L’apparence exacte de la boîte de dialogue de confirmation peut varier entre les appareils et les versions de Power Apps.
La boîte de dialogue de confirmation ne s’affiche pas dans Power Apps Studio.
ConfirmExitMessage
Par défaut, la boîte de dialogue de confirmation affiche un message générique, tel que « Vous avez peut-être des modifications non enregistrées. » dans la langue de l’utilisateur.
Utilisez ConfirmExitMessage pour fournir un message personnalisé dans la boîte de dialogue de confirmation. Si cette propriété est blank, la valeur par défaut est utilisée. Les messages personnalisés sont tronqués selon les besoins de la boîte de dialogue de confirmation, donc conservez le message sur quelques lignes au maximum.
Dans un navigateur, la boîte de dialogue de confirmation peut afficher un message générique à partir du navigateur.
Exemple
Définissez la propriété ConfirmExit de l’objet appli à cette expression :
AccountForm.Unsaved Or ContactForm.UnsavedLa boîte de dialogue s’affiche si l’utilisateur modifie les données dans l’un ou l’autre formulaire, puis tente de fermer l’application sans enregistrer ces modifications.
Définissez la propriété ConfirmExitMessage de l’objet appli à cette formule :
If( AccountForm.Unsaved, "Accounts form has unsaved changes.", "Contacts form has unsaved changes." )La boîte de dialogue affiche un message spécifique au formulaire lorsque l’utilisateur modifie les données dans l’un ou l’autre formulaire, puis tente de fermer l’application sans enregistrer ces modifications.
Propriété de chaîne de connexion
Utilisez la propriété chaîne de connexion pour exporter les journaux d’application générés par le système vers Application Insights.
Pour définir la chaîne de connexion :
- Ouvrez votre application pour la modifier dans Power Apps Studio.
- Sélectionner objet Application depuis l’arborescence sur la arborescence de gauche.
- Entrez la chaîne de connexion dans le volet propriétés.
Si les données ne sont pas envoyées à Application Insights, contactez votre administrateur Power Platform et vérifiez si Application Insights est désactivé au niveau du locataire.
Propriété des formules
Utilisez la propriété Formulas pour définir une logique réutilisable dans votre application. La propriété Formulas prend en charge trois constructions :
- Formules nommées : attribuez un nom à une formule et réutilisez la valeur dans l’application.
- Fonctions définies par l’utilisateur : formules nommées qui prennent des paramètres et retournent une valeur.
- Types définis par l’utilisateur : les types nommés que vous pouvez réutiliser dans les formules et les signatures de fonction.
Formules nommées
Utilisez des formules nommées dans la propriété Formulas pour définir une formule que vous pouvez réutiliser dans votre application.

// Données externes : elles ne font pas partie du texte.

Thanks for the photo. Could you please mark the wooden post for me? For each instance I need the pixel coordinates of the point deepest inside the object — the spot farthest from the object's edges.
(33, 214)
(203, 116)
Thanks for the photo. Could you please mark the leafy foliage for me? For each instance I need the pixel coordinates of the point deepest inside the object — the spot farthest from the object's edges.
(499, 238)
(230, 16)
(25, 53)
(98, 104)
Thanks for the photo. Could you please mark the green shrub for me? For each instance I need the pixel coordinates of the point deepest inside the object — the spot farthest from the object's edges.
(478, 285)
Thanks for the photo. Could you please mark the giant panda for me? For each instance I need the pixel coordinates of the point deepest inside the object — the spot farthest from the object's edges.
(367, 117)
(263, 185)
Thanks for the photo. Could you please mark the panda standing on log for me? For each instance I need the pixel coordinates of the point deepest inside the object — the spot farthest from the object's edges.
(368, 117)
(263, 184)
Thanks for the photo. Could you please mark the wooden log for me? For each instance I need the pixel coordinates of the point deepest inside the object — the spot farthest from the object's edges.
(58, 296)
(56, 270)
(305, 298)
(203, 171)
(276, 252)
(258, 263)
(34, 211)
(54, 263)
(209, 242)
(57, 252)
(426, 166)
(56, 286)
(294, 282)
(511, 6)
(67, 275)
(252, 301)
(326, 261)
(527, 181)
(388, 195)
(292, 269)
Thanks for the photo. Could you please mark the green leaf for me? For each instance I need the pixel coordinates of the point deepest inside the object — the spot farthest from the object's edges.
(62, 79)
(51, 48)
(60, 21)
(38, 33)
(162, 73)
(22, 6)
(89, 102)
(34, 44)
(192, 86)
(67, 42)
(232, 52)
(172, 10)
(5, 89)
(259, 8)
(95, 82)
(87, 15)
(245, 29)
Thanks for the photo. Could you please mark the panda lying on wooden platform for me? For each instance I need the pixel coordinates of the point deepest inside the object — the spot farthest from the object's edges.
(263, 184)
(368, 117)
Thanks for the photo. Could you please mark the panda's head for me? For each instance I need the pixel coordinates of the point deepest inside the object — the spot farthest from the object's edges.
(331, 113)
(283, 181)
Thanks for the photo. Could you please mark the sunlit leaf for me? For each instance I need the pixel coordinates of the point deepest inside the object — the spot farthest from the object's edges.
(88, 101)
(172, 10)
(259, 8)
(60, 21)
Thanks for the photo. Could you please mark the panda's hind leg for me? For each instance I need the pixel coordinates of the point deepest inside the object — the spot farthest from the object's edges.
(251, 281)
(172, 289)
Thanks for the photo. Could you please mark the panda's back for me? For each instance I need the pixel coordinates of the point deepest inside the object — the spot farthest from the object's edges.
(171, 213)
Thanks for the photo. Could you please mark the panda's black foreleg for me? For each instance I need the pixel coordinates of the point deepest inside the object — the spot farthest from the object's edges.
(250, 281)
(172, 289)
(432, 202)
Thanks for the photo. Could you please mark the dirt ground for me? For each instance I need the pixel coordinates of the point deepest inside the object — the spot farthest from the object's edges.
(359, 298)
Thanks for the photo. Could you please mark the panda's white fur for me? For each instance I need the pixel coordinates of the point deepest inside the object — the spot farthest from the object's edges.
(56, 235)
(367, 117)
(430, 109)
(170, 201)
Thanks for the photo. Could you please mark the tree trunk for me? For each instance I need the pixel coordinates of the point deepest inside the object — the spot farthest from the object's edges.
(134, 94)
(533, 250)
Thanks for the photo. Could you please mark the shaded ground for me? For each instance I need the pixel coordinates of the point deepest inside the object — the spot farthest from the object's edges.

Dans Power Apps, les formules déterminent la valeur des propriétés de contrôle. Par exemple, pour définir la couleur d’arrière-plan de manière cohérente sur une application, définissez la propriété Fill pour chaque contrôle sur une formule commune :
Label1.Fill: ColorValue( Param( "BackgroundColor" ) )
Label2.Fill: ColorValue( Param( "BackgroundColor" ) )
Label3.Fill: ColorValue( Param( "BackgroundColor" ) )
Avec tant d’endroits où cette formule apparaît, elle devient fastidieuse et sujette à des erreurs pour les mettre à jour toutes si une modification est nécessaire. Au lieu de cela, créez une variable globale dans OnStart pour définir la couleur une seule fois, puis réutilisez la valeur dans l’application :
App.OnStart: Set( BGColor, ColorValue( Param( "BackgroundColor" ) ) )
Label1.Fill: BGColor
Label2.Fill: BGColor
Label3.Fill: BGColor
Bien que cette méthode soit meilleure, elle dépend aussi de l’exécution de OnStart avant la définition de la valeur BGColor. BGColor peut également être manipulé dans un recoin de l’application que le fabricant ignore, une modification apportée par un tiers et qui peut être difficile à retrouver.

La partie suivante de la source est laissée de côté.